Week 2, Dialogue Systems


  • Great homework submission! Thanks!
    • Simon’s solutions
    • Vojta’s solutions
    • Python & nice code style is a common practice!
    • Deadline Tue 7 AM - so I can review the solutions before next class
    • Unit-tests why?
    • Kaldi & Slurm experience
    • Phonetic examples walk-through
    • Submission formats: github.com or compressed folder
  • Barge-in
    • Examples
    • How to detect it? Audio/word/semantic/pragmatic level?

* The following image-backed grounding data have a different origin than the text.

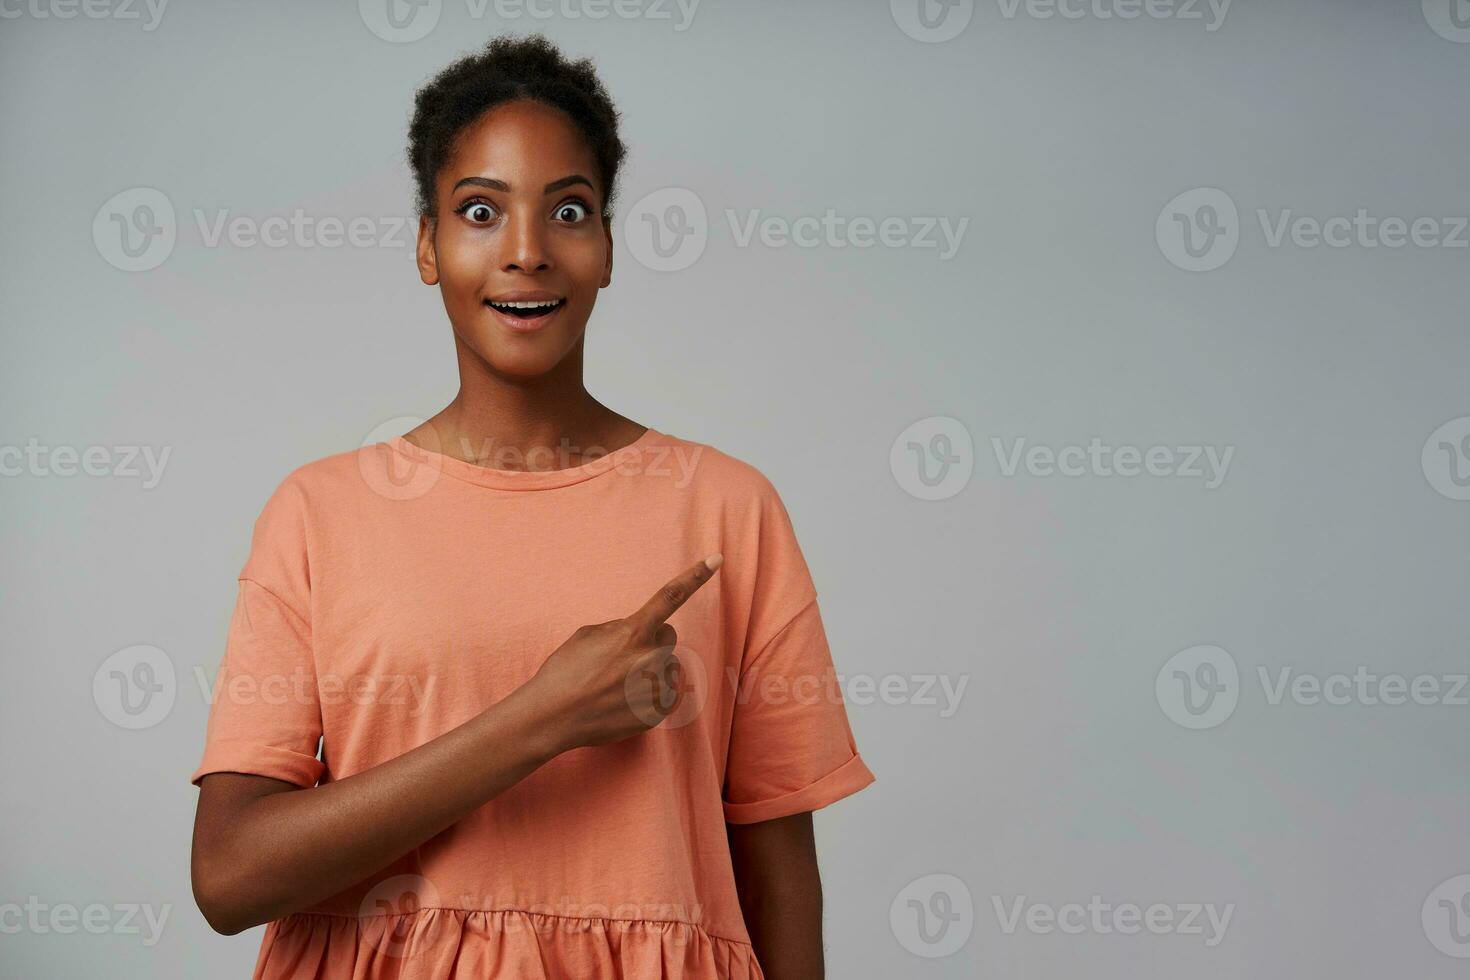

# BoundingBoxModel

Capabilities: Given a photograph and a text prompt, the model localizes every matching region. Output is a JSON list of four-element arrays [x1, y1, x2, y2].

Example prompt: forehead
[[441, 99, 599, 193]]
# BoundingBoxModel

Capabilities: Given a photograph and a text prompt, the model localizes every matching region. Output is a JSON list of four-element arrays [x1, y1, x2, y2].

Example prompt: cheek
[[563, 236, 608, 291], [438, 236, 490, 294]]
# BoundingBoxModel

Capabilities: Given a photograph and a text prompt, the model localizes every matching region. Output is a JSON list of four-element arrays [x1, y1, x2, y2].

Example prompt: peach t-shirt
[[189, 426, 874, 979]]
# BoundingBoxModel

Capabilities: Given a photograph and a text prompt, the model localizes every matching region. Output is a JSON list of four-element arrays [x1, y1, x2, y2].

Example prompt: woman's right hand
[[529, 554, 723, 752]]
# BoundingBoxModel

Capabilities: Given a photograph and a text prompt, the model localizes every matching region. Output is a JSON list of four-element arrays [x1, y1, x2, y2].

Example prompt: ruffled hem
[[252, 908, 765, 980]]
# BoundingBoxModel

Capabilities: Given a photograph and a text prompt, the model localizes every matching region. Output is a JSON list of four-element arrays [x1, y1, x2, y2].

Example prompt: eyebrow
[[451, 174, 595, 195]]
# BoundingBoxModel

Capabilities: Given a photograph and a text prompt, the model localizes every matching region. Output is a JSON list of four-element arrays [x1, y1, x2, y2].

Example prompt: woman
[[189, 33, 874, 979]]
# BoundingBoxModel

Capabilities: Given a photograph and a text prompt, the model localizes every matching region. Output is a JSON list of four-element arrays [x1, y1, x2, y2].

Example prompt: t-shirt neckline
[[384, 426, 663, 491]]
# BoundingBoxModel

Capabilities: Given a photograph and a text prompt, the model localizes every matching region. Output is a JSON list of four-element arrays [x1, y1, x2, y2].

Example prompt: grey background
[[3, 0, 1469, 976]]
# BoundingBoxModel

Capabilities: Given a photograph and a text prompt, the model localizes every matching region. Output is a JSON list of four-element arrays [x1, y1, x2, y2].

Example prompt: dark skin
[[729, 813, 826, 978], [190, 98, 825, 978], [406, 98, 637, 462]]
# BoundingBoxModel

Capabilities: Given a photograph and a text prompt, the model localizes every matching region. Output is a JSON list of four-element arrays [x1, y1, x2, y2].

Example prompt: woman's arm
[[191, 679, 565, 935], [727, 811, 825, 980], [191, 555, 722, 936]]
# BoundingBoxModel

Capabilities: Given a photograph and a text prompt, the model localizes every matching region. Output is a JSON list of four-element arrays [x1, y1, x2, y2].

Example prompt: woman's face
[[416, 99, 612, 378]]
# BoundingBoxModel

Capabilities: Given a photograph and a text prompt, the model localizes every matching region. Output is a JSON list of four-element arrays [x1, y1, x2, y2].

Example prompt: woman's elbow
[[191, 852, 256, 936]]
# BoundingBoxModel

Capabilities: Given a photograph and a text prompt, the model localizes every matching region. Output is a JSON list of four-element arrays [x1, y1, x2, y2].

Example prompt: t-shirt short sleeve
[[189, 475, 325, 789], [721, 479, 875, 824]]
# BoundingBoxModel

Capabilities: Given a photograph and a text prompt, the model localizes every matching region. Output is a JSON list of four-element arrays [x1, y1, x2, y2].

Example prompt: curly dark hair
[[406, 33, 627, 222]]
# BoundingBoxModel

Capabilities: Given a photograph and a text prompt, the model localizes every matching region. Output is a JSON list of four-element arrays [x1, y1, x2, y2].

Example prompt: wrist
[[507, 674, 580, 762]]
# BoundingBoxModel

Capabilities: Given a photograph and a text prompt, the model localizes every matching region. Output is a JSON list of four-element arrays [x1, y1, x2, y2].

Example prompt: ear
[[600, 214, 613, 288], [416, 214, 439, 286]]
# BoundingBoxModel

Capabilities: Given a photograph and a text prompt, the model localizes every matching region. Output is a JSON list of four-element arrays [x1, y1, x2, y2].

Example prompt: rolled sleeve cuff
[[722, 753, 875, 825], [189, 740, 325, 788]]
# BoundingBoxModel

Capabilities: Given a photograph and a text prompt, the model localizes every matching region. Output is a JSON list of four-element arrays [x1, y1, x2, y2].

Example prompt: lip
[[484, 294, 565, 334]]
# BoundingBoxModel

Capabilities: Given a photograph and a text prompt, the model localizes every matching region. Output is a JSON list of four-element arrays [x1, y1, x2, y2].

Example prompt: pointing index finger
[[630, 554, 723, 633]]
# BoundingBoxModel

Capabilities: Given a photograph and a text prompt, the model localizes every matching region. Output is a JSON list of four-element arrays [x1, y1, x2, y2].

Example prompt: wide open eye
[[455, 199, 497, 224], [553, 199, 590, 223]]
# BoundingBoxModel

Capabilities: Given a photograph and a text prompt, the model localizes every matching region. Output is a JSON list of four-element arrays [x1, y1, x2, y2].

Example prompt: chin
[[488, 352, 567, 378], [453, 332, 571, 378]]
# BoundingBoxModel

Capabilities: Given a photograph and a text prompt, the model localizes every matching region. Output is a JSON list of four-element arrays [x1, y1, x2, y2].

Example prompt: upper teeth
[[493, 299, 560, 309]]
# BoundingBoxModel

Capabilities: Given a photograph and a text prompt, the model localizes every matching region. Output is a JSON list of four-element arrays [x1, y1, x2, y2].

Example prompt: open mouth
[[485, 298, 565, 319]]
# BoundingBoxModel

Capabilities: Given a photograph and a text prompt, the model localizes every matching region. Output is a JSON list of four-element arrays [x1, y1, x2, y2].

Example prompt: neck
[[413, 333, 640, 470]]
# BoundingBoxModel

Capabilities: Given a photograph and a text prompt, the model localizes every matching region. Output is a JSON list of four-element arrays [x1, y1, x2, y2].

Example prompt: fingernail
[[704, 553, 724, 571]]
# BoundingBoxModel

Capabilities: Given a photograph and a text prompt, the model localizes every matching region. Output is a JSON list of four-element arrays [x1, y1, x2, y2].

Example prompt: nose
[[502, 208, 552, 273]]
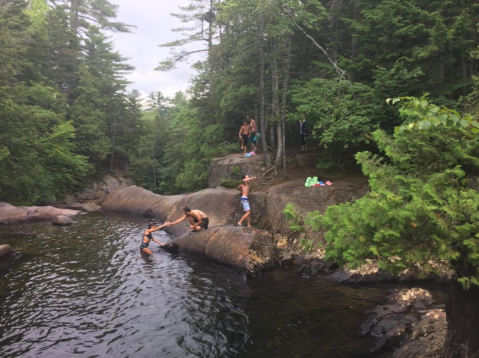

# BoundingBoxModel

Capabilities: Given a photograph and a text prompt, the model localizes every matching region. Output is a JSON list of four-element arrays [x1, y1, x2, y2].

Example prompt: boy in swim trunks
[[238, 174, 257, 228], [167, 207, 209, 233], [246, 116, 258, 152], [239, 120, 251, 155]]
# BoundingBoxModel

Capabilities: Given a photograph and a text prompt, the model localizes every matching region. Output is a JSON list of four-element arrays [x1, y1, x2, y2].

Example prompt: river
[[0, 211, 421, 358]]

    • Voice Activity Detection (VAD) vs Wake words
      • speaker diarization
      • adaptive echo cancellation
    • End-pointing and hesitations
  • Meaning abstraction
    • opinionated stance
    • words, sentences
    • speech acts: assertive, directive, commissive, expressive, declarative
  • Actions
  • Maxims - is it hard?
    • M. of quantity – don’t give too little/too much information
    • M. of quality – be truthful
    • M. of relation – be relevant
    • M. of manner – be clear
  • Grounding and dialogue recovery
  • Entropy
    • Definition \(H(text) = - \sum_{x \in \mbox{text}}{\frac{freq(x)}{len(\mbox{text})} log_2(\frac{freq(x)}{len(\mbox{text})})}\)

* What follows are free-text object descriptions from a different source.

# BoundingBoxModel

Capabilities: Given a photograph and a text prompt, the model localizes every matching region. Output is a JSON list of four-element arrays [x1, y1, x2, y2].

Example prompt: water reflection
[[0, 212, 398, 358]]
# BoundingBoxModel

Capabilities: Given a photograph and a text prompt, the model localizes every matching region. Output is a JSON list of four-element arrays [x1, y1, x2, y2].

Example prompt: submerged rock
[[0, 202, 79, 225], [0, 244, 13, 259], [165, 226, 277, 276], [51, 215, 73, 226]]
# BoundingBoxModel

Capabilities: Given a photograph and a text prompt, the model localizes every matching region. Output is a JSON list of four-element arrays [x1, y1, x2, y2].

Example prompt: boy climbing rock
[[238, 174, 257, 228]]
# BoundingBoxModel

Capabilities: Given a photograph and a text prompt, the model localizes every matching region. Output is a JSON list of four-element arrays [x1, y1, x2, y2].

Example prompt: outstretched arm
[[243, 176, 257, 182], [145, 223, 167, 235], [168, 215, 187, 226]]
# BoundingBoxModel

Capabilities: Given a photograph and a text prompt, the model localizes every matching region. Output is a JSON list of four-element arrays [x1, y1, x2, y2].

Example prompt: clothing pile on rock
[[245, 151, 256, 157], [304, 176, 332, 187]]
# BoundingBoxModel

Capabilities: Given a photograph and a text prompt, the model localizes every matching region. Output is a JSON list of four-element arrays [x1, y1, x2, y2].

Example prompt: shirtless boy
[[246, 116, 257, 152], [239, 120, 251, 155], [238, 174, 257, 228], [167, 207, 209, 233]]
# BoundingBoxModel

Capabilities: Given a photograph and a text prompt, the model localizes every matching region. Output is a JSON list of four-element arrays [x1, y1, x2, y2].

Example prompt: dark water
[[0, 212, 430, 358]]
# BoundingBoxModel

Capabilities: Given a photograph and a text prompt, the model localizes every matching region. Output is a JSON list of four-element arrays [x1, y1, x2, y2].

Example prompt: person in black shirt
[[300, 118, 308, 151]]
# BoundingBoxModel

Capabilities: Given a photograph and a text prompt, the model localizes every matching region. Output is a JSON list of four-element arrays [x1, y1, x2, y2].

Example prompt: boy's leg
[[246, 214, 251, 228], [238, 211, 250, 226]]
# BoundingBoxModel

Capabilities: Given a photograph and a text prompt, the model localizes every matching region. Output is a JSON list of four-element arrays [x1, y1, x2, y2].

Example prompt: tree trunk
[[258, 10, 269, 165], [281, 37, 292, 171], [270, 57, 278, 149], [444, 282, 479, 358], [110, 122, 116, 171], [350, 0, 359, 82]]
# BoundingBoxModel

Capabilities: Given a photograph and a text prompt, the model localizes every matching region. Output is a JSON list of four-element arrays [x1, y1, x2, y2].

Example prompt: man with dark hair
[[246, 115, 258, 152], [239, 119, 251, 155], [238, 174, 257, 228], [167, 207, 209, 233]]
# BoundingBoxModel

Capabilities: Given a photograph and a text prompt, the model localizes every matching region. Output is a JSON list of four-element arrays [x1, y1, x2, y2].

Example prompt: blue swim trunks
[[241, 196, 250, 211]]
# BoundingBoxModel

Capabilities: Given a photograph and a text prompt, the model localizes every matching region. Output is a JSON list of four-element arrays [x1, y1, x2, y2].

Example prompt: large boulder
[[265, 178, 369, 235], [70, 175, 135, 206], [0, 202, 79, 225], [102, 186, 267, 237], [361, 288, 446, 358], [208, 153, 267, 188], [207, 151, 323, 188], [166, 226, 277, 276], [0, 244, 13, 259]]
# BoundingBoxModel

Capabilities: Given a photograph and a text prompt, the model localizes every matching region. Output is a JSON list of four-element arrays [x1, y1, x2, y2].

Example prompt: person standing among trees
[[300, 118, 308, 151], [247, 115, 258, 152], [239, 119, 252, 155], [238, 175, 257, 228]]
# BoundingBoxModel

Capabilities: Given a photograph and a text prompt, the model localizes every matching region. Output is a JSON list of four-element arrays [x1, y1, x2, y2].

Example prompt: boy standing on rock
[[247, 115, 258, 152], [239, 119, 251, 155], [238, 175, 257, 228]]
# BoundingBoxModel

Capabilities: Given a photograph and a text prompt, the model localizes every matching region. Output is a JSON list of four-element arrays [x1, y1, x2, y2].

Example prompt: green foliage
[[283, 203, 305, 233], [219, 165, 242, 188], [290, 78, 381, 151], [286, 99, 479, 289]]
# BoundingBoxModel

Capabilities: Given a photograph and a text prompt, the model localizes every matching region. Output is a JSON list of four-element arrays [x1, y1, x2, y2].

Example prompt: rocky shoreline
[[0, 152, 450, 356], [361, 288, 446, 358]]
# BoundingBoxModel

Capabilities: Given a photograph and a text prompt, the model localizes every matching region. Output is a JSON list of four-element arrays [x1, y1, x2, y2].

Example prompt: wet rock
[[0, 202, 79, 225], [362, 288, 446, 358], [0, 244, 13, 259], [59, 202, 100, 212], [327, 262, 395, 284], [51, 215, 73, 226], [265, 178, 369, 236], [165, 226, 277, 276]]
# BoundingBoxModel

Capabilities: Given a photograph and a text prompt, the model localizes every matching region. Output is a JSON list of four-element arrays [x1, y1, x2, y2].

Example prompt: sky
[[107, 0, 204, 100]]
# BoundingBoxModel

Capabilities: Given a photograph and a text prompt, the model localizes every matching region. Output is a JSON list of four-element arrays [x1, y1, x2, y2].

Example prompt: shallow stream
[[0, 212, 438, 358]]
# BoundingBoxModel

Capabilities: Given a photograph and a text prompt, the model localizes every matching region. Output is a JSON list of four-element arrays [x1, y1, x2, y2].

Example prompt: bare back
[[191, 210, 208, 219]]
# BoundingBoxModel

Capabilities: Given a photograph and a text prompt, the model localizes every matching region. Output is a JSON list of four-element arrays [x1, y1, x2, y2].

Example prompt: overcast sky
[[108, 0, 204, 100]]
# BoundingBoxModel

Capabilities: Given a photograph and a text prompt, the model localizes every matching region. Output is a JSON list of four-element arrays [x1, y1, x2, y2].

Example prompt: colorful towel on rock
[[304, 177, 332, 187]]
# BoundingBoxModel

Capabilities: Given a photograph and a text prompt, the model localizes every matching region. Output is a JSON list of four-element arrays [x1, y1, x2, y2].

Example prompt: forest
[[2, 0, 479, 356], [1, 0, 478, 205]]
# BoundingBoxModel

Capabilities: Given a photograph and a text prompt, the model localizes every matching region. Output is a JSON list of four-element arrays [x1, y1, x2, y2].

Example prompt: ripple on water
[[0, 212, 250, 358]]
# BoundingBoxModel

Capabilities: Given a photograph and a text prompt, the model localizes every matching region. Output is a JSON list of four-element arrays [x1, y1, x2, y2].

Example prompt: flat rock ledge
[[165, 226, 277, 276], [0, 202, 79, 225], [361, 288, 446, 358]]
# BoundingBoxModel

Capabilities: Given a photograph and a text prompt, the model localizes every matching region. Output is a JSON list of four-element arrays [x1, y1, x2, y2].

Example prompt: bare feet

      • Simplification - Find it!
    • Cross-entropy and LM
      • \[H(p, q) = -\sum_{x}{p(x) log_2(q(x))}\]
      • \[H(text, LM) = -\sum_{x \in text}{ 1/N * log_2(LM(x))}\]
  • n-gram Language models – see a detailed description by Jurafsky & Martin here


  1. (1 point) Implement entropy calculations and compute the entropy for the following datasets:
    • DSTC2 dataset
    • Facebook babi tasks 1-6. See github for details.
    • All the news - use just the “Article Content”
    • Use at most first 10,000 utterances/sentences if the dataset is large.
    • Describe in 5 sentences the properties of each dataset and explain how they relate to the computed entropy value.
  2. (2 point) Train a Language Model and compute cross entropy on the Vystadial dataset
    • Recommended toolkit - KenLM
      • Read the README and train a model bin/lmplz -o 5 <text >text.arpa on the Vystadial training set.
      • Compute cross-entropy of the train, dev set and first sentence from dev set. See the example usage
      • Describe and explain the results in 5 to 10 sentences.
  3. BONUS (3 points) Train a wake word model and evaluate it with your voice!
    • Recommended model: Mycroft precise
    • Write a short summary of what you did and what problems you have faced.
    • Include your dataset with your source code.
    • Include values of F1 measure on the training, development and test set.
  4. BONUS (3 points) Write a conditional language model using RNN (Recurrent Neural Networks).
    • Conditional language model is a decoder RNN with the initial state initialized with (i.e. conditioned on) additional information.
    • Run the conditional language model on user inputs from the DSTC2 dataset.
    • Use the previous dialogue state (or a part of it) as the initialization for your conditional language model.
    • Compare the perplexity of a vanilla RNN (zero-initialized) and your conditional implementation on the user inputs.